An island with just residents. A single dirt pathway winding around it. No stores. No pubs. No gyms. Just houses, a park, a community hall and a firehouse.
It exists less than an hour north of Sydney. It’s one of only two inhabited islands in the area.
It’s called Scotland Island and it sits on the North Shore. People travel by ferry to the mainland to go to work or school, do their shopping or stock up on liquor (there’s a market at the wharf filled with more booze than food).
On a Sunday excursion to Scotland Island, we walked its entirety and stopped to chat with an older female resident about her life there. She loved it, had been on the island for 20 years or so. The commute to work was no worse than from other parts of the city. “You just have to plan,” she said. “We do things. There’s a play house. We visit with each other at home. You just have to take a torch at night.”
I’m not sure I could live the way these 640 or so residents do. But part of it does appeal to me. I know one thing: you’d have to like your neighbors, because there is no escaping them after the ferry shuts for the night.
Keeping with the island theme, Brendan and I took the ferry to Cockatoo Island, the largest island in Sydney Harbour, a few Sundays ago.
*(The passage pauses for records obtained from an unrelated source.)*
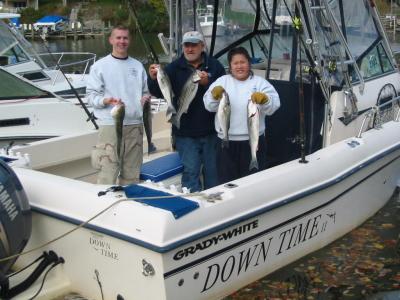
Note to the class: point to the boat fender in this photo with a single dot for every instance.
(15, 217)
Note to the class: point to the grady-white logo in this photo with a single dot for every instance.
(215, 239)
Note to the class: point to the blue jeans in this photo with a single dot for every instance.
(197, 152)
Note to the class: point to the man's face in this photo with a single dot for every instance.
(120, 40)
(192, 51)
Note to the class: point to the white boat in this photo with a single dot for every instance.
(206, 21)
(51, 24)
(106, 243)
(18, 56)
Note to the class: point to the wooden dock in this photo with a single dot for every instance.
(74, 31)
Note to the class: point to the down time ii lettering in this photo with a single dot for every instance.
(270, 247)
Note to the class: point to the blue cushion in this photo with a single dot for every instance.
(161, 168)
(178, 206)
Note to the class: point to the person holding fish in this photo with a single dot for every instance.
(241, 100)
(117, 90)
(182, 84)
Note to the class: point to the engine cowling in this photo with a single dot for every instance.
(15, 217)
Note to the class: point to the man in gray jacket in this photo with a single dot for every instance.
(118, 79)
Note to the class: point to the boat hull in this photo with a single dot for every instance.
(267, 221)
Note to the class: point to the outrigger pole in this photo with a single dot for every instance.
(91, 116)
(149, 48)
(302, 138)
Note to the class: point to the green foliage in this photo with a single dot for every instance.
(383, 6)
(153, 16)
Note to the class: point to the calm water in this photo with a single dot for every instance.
(98, 45)
(364, 262)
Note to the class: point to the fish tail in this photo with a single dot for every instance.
(253, 164)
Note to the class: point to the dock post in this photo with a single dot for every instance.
(32, 31)
(74, 29)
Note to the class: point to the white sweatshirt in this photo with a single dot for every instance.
(125, 79)
(239, 93)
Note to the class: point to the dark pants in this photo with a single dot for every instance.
(233, 162)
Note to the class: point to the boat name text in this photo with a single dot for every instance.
(103, 248)
(215, 240)
(266, 249)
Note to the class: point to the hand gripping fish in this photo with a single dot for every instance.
(188, 93)
(147, 122)
(253, 121)
(118, 113)
(224, 117)
(165, 86)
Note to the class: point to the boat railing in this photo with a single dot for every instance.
(374, 115)
(67, 62)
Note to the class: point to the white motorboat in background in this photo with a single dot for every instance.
(28, 113)
(18, 56)
(335, 161)
(206, 20)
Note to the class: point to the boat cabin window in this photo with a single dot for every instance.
(14, 55)
(375, 62)
(12, 87)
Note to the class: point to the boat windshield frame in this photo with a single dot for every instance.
(13, 88)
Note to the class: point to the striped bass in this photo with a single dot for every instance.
(188, 93)
(166, 89)
(224, 117)
(147, 123)
(118, 113)
(253, 121)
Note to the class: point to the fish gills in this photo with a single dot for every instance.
(253, 121)
(224, 117)
(188, 93)
(166, 89)
(118, 113)
(147, 122)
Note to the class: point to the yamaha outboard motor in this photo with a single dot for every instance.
(15, 217)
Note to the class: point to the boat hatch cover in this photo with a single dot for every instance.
(178, 206)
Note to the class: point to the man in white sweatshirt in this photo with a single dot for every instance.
(114, 80)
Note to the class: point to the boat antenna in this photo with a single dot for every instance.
(91, 116)
(297, 25)
(150, 50)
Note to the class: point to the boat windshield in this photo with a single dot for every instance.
(14, 48)
(12, 87)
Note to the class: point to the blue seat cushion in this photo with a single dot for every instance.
(178, 206)
(161, 168)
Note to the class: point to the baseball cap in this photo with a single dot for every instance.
(192, 37)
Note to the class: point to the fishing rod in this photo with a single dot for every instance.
(91, 116)
(147, 45)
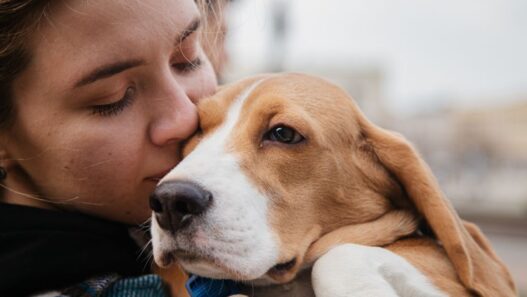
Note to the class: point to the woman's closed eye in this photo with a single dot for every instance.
(187, 66)
(115, 107)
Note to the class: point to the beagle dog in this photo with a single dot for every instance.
(286, 175)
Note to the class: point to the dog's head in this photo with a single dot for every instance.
(279, 161)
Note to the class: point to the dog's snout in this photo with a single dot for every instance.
(175, 202)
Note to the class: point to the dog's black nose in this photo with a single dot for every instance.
(176, 202)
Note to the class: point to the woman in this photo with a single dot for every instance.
(96, 97)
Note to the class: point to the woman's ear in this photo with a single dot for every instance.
(476, 264)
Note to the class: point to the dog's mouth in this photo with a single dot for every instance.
(283, 272)
(283, 267)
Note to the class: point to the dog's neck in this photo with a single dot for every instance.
(300, 286)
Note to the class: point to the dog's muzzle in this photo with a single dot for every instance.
(175, 203)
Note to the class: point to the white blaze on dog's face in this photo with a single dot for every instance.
(274, 153)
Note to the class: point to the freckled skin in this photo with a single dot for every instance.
(59, 149)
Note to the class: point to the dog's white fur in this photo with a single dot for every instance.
(236, 240)
(363, 271)
(235, 233)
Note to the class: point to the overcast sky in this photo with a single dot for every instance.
(438, 50)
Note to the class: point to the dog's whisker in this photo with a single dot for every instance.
(146, 248)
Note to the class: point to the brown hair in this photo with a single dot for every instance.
(17, 19)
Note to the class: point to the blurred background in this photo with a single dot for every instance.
(450, 75)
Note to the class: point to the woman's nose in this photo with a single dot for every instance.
(175, 117)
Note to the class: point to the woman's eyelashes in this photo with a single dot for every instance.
(116, 107)
(188, 65)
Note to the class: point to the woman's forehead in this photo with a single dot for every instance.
(77, 35)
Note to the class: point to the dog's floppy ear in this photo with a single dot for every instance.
(478, 268)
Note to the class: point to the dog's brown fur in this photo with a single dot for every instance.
(346, 177)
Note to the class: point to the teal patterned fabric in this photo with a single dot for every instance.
(143, 286)
(113, 285)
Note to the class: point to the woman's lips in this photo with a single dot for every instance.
(157, 177)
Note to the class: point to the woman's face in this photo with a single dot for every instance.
(107, 99)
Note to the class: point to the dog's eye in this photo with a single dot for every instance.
(283, 134)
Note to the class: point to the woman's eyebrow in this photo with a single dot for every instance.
(191, 28)
(106, 71)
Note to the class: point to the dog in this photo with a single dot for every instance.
(286, 175)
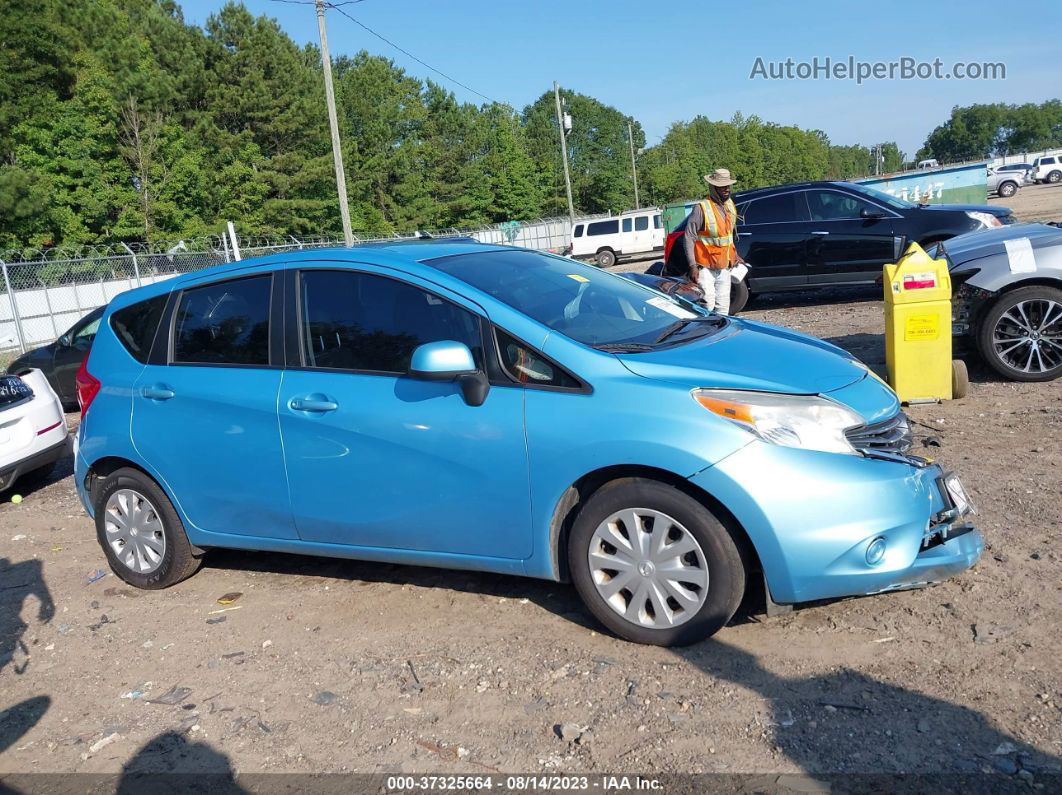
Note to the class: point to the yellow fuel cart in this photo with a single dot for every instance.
(918, 330)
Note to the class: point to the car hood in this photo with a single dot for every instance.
(985, 242)
(751, 356)
(992, 209)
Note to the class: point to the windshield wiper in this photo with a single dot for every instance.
(680, 325)
(623, 347)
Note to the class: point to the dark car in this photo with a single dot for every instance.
(1008, 298)
(834, 234)
(61, 360)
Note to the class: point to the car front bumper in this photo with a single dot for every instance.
(812, 518)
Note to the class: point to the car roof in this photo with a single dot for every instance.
(757, 192)
(382, 253)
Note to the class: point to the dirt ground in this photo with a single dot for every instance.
(336, 666)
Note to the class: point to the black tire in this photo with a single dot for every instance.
(725, 570)
(987, 329)
(177, 559)
(739, 296)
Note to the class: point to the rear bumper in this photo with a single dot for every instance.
(44, 458)
(812, 518)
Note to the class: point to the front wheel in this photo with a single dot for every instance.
(605, 258)
(653, 565)
(140, 533)
(1021, 335)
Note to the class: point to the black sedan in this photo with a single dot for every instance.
(61, 360)
(834, 234)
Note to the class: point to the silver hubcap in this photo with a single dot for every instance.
(648, 568)
(134, 531)
(1028, 335)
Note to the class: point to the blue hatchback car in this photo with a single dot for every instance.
(478, 407)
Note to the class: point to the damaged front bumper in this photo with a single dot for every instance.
(827, 525)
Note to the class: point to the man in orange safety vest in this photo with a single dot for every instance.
(709, 241)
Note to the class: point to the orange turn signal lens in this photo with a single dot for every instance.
(725, 409)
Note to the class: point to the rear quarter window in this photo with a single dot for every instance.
(135, 326)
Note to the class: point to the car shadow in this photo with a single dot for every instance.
(19, 582)
(171, 762)
(557, 598)
(868, 736)
(815, 296)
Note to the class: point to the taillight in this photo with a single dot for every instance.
(87, 384)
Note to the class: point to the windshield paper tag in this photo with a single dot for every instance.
(670, 308)
(1020, 256)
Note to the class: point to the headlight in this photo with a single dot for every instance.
(986, 219)
(791, 420)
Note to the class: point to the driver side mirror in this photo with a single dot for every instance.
(450, 361)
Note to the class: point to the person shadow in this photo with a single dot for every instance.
(19, 582)
(850, 730)
(171, 763)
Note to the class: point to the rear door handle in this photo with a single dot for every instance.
(157, 392)
(312, 403)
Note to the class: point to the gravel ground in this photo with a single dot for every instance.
(336, 666)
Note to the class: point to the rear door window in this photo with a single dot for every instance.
(780, 209)
(361, 322)
(226, 323)
(603, 227)
(136, 325)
All I’d ever really seen of it was the warehouse used by MasterChef.
I thought I’d be underwhelmed. Quite the contrary. The island is like a historical playground. You can view the remnants of its former functions as a prison and shipyard, and we spent hours there exploring tunnels, dilapidated buildings and old machinery. You can even sleep there overnight in tents or guesthouses. And of course, you can snap plenty of pictures.